Presented at:
2005 Meeting of the Federation of Clinical Immunology Societies, Boston, MA, May 12-16, 2005.
NUSE and RLE: Quality assessment of oligonucleotide microarray data to quantify systemic variation
Collin F, Asare AL, Kolchinsky SA, Speed TP, Seyfert-Margolis VL
Immune Tolerance Network, Bethesda, MD; University of California, Berkeley, CA.
Background: Measurement of differential RNA expression in multicenter clinical trials requires special attention to the quality in sample preparation. Sample collection and handling can adversely affect results; therefore, quality metrics are required to detect and assess the potential errors induced by these factors. We compared the reliability of newly devised quality metrics derived from fitted statistical models of probe level data from high-density oligonucleotide microarrays and compared them to standard GeneChip® microarray quality metrics.
Method: We devised metrics using the Robust Multichip Analysis (RMA) process for deriving probe set summaries from GeneChip® microarrays. The first metric, Normalized Unscaled Standard Error (NUSE), provides a measure of relative chip quality derived from the residuals from the RMA model. The second metric, the Relative Log Expression (RLE), is an absolute metric that gauges variability of expression measures by summarizing the distribution of relative log expressions within a set of microarrays against a reference set. The RLE summaries are sensitive to technical sources of variability that are large compared to biological variation. These metrics were compared to standard quality metrics: Percent Present calls, GAPDH 3'/5', Background, and Scaling Factor. Two clinical trial sample sets were assessed: 368 microarrays from a Type I diabetes trial and 350 arrays from a ragweed allergy trial. A set of standard normal human control samples were sent blinded within patient sets during the course of ITN clinical trials and were used as the reference set against which RLE assessments were made.

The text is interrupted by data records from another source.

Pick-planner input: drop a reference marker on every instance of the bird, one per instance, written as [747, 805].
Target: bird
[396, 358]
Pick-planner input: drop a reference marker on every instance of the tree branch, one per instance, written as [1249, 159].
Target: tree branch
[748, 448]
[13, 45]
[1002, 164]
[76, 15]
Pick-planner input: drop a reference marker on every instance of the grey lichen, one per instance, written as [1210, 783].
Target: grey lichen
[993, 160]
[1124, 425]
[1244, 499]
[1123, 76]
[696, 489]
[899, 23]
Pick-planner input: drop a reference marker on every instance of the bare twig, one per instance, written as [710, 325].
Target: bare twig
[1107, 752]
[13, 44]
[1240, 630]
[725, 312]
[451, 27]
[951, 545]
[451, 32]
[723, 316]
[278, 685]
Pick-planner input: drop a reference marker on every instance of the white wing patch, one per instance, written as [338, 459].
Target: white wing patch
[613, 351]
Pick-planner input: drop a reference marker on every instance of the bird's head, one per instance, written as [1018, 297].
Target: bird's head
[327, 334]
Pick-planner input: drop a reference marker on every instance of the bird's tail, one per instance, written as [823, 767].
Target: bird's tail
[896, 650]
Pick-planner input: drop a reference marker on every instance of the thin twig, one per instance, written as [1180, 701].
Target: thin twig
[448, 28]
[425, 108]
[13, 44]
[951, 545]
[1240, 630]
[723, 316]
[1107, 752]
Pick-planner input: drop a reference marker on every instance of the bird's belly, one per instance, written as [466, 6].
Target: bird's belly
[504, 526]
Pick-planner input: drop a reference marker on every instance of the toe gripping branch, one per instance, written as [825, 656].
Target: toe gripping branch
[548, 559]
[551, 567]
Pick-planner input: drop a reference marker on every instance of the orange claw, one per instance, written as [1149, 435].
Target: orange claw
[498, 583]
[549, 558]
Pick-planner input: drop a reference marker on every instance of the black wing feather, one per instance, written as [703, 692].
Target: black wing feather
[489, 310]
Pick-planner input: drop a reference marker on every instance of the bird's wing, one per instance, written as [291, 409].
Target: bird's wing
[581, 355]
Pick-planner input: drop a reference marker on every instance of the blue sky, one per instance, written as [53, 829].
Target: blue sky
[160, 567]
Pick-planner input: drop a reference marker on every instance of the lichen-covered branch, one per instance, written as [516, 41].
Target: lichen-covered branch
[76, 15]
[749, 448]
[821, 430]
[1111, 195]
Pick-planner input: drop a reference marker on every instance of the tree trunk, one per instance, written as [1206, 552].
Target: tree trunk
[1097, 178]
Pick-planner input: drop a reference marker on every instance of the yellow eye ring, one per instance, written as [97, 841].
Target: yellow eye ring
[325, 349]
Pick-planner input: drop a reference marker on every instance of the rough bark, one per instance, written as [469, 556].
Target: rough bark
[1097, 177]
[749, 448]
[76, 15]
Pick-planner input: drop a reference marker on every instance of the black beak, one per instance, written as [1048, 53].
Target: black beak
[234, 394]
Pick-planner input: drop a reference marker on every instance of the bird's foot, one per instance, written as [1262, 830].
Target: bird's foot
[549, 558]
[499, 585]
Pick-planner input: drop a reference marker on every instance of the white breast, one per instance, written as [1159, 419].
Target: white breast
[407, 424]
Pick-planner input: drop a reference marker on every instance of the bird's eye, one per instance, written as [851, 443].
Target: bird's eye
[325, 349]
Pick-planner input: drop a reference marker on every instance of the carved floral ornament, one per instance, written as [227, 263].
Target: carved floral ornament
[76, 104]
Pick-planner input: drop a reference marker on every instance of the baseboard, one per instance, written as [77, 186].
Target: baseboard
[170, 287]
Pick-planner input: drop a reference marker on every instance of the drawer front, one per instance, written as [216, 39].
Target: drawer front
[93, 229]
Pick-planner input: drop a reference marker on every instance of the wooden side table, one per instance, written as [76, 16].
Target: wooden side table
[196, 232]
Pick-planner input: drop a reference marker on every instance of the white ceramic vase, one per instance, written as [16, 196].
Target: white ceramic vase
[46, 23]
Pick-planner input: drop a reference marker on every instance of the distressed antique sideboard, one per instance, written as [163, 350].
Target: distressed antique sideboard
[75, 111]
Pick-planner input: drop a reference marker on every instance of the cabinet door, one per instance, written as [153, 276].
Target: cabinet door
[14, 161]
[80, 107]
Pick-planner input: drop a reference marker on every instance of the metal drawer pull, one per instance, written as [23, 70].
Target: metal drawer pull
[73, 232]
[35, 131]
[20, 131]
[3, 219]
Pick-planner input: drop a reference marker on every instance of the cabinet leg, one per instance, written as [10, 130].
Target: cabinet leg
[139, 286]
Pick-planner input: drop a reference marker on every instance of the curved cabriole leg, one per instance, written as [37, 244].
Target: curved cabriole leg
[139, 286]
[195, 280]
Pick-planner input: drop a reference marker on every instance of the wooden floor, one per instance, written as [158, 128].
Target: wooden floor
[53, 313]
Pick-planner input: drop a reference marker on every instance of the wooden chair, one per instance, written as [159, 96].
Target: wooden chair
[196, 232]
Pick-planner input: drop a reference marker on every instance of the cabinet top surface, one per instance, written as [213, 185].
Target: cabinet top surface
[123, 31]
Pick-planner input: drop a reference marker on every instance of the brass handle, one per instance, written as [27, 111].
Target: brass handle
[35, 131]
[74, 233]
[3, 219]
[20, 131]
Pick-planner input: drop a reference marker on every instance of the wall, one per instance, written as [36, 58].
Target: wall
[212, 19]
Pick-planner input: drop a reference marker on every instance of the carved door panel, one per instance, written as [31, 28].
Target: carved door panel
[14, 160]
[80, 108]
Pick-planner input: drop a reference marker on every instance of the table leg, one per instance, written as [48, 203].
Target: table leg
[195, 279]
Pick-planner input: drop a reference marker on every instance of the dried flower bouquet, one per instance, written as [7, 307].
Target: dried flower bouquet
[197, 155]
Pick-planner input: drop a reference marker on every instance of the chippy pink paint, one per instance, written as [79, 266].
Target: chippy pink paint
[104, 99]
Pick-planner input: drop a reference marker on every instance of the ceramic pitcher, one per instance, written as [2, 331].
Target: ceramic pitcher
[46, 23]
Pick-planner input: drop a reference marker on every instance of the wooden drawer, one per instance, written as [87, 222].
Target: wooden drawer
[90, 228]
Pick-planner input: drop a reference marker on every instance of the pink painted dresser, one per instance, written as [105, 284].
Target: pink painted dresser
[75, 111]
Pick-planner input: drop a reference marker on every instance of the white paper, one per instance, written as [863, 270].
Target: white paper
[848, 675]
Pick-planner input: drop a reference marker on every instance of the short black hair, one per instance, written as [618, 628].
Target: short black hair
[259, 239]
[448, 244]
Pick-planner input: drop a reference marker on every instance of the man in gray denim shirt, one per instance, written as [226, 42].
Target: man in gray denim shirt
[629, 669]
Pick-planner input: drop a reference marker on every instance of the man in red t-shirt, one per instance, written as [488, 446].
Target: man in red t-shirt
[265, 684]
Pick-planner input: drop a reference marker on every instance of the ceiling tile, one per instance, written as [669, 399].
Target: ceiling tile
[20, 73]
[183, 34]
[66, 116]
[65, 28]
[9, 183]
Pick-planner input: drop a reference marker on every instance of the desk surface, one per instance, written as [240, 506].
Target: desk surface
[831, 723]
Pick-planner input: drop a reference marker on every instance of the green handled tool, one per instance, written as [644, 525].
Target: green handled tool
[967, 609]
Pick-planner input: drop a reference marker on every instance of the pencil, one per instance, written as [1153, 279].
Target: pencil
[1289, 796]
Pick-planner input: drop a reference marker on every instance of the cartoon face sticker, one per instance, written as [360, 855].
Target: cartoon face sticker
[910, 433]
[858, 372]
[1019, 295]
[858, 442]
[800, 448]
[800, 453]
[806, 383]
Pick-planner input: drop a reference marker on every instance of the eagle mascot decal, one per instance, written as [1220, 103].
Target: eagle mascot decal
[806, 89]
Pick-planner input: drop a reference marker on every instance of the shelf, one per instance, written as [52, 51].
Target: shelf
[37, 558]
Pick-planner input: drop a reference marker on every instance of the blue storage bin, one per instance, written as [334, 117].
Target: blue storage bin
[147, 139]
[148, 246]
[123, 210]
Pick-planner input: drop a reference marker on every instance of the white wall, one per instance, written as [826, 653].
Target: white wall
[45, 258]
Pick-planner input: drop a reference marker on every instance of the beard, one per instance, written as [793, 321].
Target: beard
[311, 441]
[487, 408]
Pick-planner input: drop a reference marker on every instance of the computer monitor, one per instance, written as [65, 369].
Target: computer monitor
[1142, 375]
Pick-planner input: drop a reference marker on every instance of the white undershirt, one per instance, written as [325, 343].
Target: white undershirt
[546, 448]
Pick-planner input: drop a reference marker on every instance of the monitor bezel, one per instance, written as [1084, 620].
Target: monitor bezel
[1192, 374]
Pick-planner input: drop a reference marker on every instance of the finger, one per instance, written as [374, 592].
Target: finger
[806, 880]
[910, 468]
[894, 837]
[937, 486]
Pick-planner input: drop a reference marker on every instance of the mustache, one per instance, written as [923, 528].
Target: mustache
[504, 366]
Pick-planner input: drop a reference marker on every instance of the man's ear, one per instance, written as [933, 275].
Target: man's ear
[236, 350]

Result: NUSE and RLE metrics detected systematic variation within certain participant sets that were not detectable using the standard Affymetrix quality metrics. Elevated GAPDH 3'/5' ratios typically cited as an indicator of poor quality RNA showed no relationship to quality when applying the NUSE and RLE (cor, 0.09). Hybridization/washing artifacts were easily visualized by plotting NUSE residuals. While not always true, Percent Present calls provided the closest approximation to NUSE and RLE; in cases of extremely low Percent Present, NUSE and RLE are adversely affected (cor, -0.50). In both trials in which these metrics were applied, we identified chips within a participant time series that required exclusion from the analysis that would not have been discovered otherwise.
Conclusion : In differentiating NUSE from RLE, NUSE values have no units and can only be used to assess the relative quality of arrays within an analysis set; RLE summaries provide a measure of reproducibility of gene expression data that can be compared across batches, experiments, or trials. Reflecting variability in expression measures, these proposed metrics provide a better basis for judging quality compared to standard metrics.